A nova Linha Porto – Lisboa (4.500 milhões de euros), programa de aumento de capacidade na rede ferroviária das áreas metropolitanas (290 milhões de euros), programa de segurança ferroviária, renovação e reabilitação, redução de ruído e adaptação às alterações climáticas (450 milhões de euros), programa de sinalização e implementação do ERTMS/ETCS + GSM-R (270 milhões de euros), programa de Eletrificação e Reforço da Rede Ferroviária Nacional (740 milhões de euros), programa de telemática, estações e segurança da operação (165 milhões de euros), programa de melhoria de terminais multimodais (200 milhões de euros), modernização das ligações ferroviárias a Beja e a Faro (230 milhões de euros), modernização da Linha do Vouga (100 milhões de euros), ligação da Linha de Cascais à Linha de Cintura (200 milhões de euros), a primeira fase da nova linha Porto – Valença – Vigo (900 milhões de euros), corredor Internacional Sul (150 milhões de euros), segunda fase do corredor Internacional Norte (600 milhões de euros) são os projetos a realizar nos próximos dez anos na ferrovia nacional aos quais se junta a compra de novos comboios urbanos (680 milhões de euros), novos comboios de longo curso (685 milhões de euros) e regionais (385 milhões de euros).

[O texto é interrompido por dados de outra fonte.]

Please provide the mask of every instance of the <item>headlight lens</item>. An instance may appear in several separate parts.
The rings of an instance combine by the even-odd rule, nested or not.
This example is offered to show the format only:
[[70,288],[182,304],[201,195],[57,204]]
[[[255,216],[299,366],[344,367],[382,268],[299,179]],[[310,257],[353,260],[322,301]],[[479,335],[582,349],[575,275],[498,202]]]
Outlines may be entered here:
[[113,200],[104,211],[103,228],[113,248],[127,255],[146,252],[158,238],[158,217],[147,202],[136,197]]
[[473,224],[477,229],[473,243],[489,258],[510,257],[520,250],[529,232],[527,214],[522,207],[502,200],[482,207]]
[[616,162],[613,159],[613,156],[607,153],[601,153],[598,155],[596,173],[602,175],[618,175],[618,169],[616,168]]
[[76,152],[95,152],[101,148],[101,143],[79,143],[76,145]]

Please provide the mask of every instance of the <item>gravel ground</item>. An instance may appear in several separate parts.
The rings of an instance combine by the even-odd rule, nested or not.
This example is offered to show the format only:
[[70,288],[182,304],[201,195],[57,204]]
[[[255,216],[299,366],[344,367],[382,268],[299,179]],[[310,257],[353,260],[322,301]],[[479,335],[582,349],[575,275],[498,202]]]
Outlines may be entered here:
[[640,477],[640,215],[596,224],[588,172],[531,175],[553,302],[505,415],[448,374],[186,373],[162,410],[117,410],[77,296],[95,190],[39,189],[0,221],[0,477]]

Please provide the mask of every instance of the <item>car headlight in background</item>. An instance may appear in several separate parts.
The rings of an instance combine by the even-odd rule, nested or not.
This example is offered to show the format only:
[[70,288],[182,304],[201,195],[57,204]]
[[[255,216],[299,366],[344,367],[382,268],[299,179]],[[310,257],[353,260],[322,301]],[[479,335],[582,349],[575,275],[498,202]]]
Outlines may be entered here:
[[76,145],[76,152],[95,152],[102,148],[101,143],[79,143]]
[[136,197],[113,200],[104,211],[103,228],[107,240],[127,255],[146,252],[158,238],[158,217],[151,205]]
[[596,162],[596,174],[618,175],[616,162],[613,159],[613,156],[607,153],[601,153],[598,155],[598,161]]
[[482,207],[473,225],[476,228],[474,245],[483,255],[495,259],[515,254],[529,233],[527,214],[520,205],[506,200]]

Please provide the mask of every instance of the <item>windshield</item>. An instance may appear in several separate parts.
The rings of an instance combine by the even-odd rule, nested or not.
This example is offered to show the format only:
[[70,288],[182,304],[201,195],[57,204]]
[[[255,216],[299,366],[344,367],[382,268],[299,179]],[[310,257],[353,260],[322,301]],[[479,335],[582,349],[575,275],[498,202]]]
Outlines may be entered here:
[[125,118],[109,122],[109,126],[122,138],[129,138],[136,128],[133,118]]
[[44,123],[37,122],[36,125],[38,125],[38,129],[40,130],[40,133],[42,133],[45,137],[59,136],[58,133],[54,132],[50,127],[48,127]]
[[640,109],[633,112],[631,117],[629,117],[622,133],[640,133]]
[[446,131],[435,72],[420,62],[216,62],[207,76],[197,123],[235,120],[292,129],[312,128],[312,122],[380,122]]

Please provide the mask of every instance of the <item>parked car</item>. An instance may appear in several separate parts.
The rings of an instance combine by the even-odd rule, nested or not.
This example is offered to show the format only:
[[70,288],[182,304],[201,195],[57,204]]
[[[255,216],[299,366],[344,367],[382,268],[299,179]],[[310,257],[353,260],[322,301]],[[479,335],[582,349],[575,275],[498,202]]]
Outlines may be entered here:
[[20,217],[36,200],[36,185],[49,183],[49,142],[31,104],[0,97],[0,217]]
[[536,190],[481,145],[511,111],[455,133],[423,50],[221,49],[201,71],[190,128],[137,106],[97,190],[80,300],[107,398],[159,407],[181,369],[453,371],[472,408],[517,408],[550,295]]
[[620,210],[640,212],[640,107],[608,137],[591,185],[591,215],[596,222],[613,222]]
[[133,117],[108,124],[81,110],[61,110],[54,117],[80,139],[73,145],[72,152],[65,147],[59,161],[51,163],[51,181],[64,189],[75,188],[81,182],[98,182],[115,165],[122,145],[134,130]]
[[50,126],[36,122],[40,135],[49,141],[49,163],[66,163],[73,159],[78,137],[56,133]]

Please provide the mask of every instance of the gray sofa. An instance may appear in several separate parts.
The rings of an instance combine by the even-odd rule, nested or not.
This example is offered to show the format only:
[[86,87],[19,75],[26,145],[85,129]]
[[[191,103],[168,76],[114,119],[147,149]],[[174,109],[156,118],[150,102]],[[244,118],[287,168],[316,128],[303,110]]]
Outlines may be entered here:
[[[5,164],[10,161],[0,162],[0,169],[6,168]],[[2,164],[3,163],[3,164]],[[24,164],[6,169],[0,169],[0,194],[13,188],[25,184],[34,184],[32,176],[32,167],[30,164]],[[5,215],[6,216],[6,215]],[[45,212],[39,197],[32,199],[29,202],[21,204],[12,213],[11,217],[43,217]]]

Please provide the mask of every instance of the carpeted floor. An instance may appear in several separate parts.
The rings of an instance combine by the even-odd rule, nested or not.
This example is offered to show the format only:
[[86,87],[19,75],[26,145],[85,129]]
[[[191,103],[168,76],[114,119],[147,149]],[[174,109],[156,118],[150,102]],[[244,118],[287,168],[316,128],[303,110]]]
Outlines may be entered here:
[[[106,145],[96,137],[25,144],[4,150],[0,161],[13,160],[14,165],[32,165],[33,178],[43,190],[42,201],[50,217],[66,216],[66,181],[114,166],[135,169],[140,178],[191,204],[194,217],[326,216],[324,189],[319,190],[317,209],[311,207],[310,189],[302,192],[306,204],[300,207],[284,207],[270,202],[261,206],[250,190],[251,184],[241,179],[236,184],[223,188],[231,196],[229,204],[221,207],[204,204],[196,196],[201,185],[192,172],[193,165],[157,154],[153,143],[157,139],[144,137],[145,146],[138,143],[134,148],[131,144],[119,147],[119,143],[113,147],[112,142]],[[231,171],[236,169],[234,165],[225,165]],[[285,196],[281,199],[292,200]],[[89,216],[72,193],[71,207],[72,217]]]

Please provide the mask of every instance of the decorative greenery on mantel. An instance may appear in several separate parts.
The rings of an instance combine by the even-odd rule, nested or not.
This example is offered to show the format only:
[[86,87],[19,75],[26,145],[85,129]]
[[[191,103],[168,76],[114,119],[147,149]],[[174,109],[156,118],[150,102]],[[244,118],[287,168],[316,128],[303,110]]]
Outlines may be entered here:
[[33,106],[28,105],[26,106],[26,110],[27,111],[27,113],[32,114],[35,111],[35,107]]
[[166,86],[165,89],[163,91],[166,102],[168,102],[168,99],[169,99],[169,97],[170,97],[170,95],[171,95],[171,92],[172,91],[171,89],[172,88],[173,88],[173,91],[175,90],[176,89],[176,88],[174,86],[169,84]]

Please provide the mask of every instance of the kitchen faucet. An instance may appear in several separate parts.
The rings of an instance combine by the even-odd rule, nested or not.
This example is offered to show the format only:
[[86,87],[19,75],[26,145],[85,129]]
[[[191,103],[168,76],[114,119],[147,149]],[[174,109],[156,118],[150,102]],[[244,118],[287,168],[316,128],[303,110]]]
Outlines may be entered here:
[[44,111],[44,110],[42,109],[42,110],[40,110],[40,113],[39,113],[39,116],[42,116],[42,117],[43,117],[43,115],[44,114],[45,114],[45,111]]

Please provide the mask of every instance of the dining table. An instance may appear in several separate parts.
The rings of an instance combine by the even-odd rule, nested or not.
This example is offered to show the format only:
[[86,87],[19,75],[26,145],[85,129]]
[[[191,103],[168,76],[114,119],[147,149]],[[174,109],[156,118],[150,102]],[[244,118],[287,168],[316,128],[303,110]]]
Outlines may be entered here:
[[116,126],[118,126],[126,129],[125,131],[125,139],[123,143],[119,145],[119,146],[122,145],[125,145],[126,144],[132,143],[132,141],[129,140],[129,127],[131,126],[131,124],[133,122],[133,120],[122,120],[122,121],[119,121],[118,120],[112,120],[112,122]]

Para o ministro das Infraestruturas não há dúvidas de que «o tempo das autoestradas terminou» com todo este investimento na ferrovia nacional. Pedro Nuno Santos defende que «a ferrovia é hoje uma prioridade europeia, mas em Portugal não temos o melhor histórico». «Durante décadas achou-se que a ferrovia era passado. Mas o que torna mais estranha esta falta de aposta nacional são as mais-valias que a ferrovia pode dar», disse ainda o governante que não tem dúvidas que «a substituição do automóvel permitirá ao país ficar menos dependente das importações. A ferrovia dá um contributo muito considerável». Para já, as prioridades nesta área passam pelas ligações Porto-Lisboa e Porto-Vigo.

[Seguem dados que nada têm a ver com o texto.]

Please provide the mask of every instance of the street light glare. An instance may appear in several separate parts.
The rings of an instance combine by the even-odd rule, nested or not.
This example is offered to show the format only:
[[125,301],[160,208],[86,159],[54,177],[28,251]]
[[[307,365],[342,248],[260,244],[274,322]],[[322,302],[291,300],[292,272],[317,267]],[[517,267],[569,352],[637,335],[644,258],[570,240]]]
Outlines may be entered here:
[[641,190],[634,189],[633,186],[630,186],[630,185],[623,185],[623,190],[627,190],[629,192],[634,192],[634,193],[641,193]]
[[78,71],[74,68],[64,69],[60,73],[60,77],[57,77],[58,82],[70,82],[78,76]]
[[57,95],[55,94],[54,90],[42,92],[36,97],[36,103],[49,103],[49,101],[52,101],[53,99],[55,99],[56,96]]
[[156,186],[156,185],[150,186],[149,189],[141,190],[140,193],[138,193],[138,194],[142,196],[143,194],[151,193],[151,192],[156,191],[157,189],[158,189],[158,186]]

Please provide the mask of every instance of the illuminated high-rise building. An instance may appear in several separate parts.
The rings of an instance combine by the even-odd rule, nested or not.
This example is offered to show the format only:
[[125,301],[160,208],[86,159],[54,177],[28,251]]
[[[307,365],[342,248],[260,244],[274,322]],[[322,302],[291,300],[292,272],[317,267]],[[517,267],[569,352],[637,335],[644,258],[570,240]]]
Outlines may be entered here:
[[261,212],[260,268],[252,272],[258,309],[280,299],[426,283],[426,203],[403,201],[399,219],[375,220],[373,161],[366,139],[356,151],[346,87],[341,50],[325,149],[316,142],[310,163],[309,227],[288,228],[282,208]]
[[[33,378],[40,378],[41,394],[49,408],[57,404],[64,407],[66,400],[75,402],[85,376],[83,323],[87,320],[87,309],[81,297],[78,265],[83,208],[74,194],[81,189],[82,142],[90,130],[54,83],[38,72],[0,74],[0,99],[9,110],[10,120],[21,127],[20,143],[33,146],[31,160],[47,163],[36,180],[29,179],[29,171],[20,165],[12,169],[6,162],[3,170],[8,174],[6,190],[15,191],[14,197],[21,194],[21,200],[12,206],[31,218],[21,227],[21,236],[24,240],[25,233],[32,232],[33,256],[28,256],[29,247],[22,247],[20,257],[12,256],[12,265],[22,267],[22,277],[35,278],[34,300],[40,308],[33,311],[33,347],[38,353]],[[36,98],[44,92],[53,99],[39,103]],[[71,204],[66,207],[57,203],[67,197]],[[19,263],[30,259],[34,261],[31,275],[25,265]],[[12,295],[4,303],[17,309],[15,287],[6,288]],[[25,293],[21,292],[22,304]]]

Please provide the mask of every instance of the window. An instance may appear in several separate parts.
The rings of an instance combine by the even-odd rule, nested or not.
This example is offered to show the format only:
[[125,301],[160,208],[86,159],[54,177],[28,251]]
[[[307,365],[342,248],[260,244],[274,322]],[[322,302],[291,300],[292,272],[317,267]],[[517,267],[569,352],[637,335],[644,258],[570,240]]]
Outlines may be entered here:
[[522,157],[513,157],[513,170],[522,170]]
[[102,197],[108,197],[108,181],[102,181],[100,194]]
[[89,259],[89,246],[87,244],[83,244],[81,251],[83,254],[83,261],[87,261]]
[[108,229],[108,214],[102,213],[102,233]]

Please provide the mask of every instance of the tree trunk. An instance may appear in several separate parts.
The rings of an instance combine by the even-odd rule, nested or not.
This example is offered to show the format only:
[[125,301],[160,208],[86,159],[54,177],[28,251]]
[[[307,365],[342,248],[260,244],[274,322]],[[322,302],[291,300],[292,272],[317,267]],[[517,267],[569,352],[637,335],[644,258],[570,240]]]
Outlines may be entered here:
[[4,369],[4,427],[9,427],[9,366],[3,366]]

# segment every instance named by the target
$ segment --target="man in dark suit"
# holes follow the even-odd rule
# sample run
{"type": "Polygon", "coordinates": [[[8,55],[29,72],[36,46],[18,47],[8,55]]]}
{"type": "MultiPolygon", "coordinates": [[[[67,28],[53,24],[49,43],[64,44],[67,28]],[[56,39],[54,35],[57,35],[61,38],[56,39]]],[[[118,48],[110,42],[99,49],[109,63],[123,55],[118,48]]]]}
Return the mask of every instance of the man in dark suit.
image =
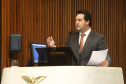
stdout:
{"type": "MultiPolygon", "coordinates": [[[[77,32],[70,35],[66,45],[69,46],[75,55],[77,61],[81,65],[87,65],[92,51],[107,49],[105,37],[91,30],[92,15],[87,10],[77,11],[76,29],[77,32]]],[[[51,37],[47,38],[47,44],[50,47],[56,47],[54,40],[51,37]]],[[[99,63],[100,66],[110,66],[110,55],[107,54],[106,60],[99,63]]]]}

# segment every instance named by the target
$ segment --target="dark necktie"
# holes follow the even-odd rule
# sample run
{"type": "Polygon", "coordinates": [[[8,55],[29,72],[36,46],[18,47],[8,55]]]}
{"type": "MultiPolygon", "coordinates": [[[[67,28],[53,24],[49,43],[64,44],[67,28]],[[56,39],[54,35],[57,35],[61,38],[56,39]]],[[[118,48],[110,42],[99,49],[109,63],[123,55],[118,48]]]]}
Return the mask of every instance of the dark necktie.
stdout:
{"type": "Polygon", "coordinates": [[[85,34],[81,34],[81,39],[80,39],[80,44],[79,44],[79,53],[82,52],[83,49],[83,37],[85,36],[85,34]]]}

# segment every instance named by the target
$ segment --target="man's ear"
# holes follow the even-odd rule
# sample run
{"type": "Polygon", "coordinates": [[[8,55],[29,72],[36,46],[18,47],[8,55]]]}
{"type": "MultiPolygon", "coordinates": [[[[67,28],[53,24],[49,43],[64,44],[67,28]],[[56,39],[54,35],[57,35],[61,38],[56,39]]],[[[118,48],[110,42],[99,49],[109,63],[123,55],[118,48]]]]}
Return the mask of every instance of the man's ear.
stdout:
{"type": "Polygon", "coordinates": [[[86,21],[86,23],[89,24],[90,23],[90,20],[86,21]]]}

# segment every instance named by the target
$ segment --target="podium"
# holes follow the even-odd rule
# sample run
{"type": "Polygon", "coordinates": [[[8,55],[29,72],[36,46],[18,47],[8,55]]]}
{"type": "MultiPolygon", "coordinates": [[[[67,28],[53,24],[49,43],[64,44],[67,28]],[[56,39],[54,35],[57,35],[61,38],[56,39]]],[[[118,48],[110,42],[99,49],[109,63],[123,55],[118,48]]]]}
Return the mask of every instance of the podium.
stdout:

Investimentos para energia mais que triplicam

O documento não esquece o setor da energia para o qual estão alocadas verbas no valor de 13.060 milhões de euros – na versão anterior do plano o valor era de ‘apenas’ 4.930 milhões. «Para a transição energética vai o maior valor, metade de todo o investimento afeto ao Ministério do Ambiente e Ação Climática, que ascende a 26 mil milhões de euros. O sistema eletroprodutor é aquele que tem as metas mais ambiciosas. Para sermos neutros em emissões carbónicas em 2050 temos que ter emissões zero na energia e transportes», explicou o ministro do Ambiente, Matos Fernandes. O governante diz ainda que, neste setor, «o investimento público representa muito pouco, menos de 10%, e a larga maioria são investimentos das empresas».

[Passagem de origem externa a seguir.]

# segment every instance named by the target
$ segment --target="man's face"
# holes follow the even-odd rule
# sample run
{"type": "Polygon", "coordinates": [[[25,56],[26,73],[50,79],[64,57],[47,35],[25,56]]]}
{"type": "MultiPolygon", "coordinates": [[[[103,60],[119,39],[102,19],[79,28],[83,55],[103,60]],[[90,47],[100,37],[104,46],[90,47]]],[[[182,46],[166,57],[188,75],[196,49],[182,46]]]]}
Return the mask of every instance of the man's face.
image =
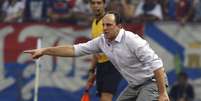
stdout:
{"type": "Polygon", "coordinates": [[[90,6],[95,16],[100,16],[104,13],[105,4],[103,0],[91,0],[90,6]]]}
{"type": "Polygon", "coordinates": [[[113,41],[118,35],[120,27],[115,22],[114,14],[106,14],[103,17],[103,30],[105,38],[113,41]]]}

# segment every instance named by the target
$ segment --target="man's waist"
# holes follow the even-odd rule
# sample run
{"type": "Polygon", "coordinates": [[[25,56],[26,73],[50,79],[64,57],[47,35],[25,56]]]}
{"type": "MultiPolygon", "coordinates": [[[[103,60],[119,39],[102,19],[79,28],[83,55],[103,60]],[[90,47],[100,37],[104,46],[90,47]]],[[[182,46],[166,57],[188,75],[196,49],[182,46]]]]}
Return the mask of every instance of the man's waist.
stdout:
{"type": "Polygon", "coordinates": [[[144,82],[142,82],[140,84],[137,84],[137,85],[130,84],[130,87],[133,88],[133,89],[137,89],[137,88],[140,88],[140,87],[142,87],[144,85],[147,85],[147,84],[155,82],[155,81],[156,81],[155,77],[150,77],[150,78],[148,78],[147,80],[145,80],[144,82]]]}

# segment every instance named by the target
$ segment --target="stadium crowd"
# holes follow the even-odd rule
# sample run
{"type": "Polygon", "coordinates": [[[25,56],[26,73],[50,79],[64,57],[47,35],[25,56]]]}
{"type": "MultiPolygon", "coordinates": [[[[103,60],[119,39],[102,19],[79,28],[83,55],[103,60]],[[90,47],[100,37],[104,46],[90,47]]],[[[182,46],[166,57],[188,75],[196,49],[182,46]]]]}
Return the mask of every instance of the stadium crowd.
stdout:
{"type": "MultiPolygon", "coordinates": [[[[201,21],[201,0],[107,0],[107,10],[122,14],[125,23],[201,21]]],[[[89,0],[0,0],[1,22],[65,22],[89,25],[89,0]]]]}

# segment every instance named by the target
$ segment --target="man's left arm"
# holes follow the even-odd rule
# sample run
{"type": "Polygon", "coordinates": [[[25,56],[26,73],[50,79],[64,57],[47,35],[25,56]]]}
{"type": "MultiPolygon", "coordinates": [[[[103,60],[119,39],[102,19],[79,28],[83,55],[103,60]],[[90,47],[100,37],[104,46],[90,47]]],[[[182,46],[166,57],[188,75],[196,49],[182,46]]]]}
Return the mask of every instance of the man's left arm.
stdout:
{"type": "Polygon", "coordinates": [[[154,76],[159,90],[159,101],[170,101],[166,90],[164,69],[162,67],[156,69],[154,76]]]}

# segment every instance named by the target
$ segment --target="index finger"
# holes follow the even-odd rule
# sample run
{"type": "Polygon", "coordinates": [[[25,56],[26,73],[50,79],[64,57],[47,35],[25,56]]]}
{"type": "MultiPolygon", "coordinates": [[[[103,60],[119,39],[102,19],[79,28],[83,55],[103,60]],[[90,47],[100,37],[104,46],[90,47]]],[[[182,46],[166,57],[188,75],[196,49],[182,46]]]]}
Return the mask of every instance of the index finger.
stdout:
{"type": "Polygon", "coordinates": [[[25,50],[24,53],[33,53],[33,50],[25,50]]]}

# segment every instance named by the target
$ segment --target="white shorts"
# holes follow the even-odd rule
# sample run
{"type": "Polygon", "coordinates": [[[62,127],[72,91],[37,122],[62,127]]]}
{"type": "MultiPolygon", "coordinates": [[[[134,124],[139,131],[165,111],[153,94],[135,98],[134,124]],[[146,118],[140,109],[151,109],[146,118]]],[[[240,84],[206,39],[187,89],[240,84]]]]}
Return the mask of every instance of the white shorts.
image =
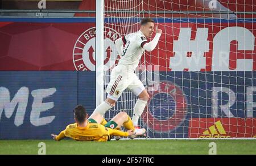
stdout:
{"type": "Polygon", "coordinates": [[[114,68],[110,74],[110,82],[106,90],[108,97],[117,101],[126,88],[138,96],[145,89],[134,73],[128,73],[126,70],[122,70],[120,67],[114,68]]]}

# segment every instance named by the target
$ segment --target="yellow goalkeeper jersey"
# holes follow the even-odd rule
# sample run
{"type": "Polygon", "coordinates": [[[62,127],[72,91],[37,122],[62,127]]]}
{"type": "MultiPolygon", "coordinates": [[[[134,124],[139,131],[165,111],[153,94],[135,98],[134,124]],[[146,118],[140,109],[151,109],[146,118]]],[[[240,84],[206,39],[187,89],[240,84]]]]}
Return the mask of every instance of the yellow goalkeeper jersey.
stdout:
{"type": "Polygon", "coordinates": [[[86,127],[80,127],[77,123],[68,125],[55,138],[60,141],[69,137],[76,141],[107,141],[112,135],[127,137],[128,133],[106,127],[104,126],[88,122],[86,127]]]}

Dos 13 mil milhões, 724 milhões serão provenientes de investimento público e 12.336 milhões de euros, investimento privado. A promoção da produção de gases renováveis e combustíveis renováveis bem como o projeto Industrial de produção de hidrogénio verde em Sines são alguns dos projetos.

Regadio com 750 milhões

Já para o regadio, o PNI prevê 750 milhões de euros com o principal objetivo de aumentar a área regada e revitalizar as infraestruturas existentes. A garantia foi dada pela ministra da Agricultura, que precisou que, do montante global, 400 milhões de euros são destinados ao aumento da área regada e 350 milhões de euros à revitalização do regadio existente.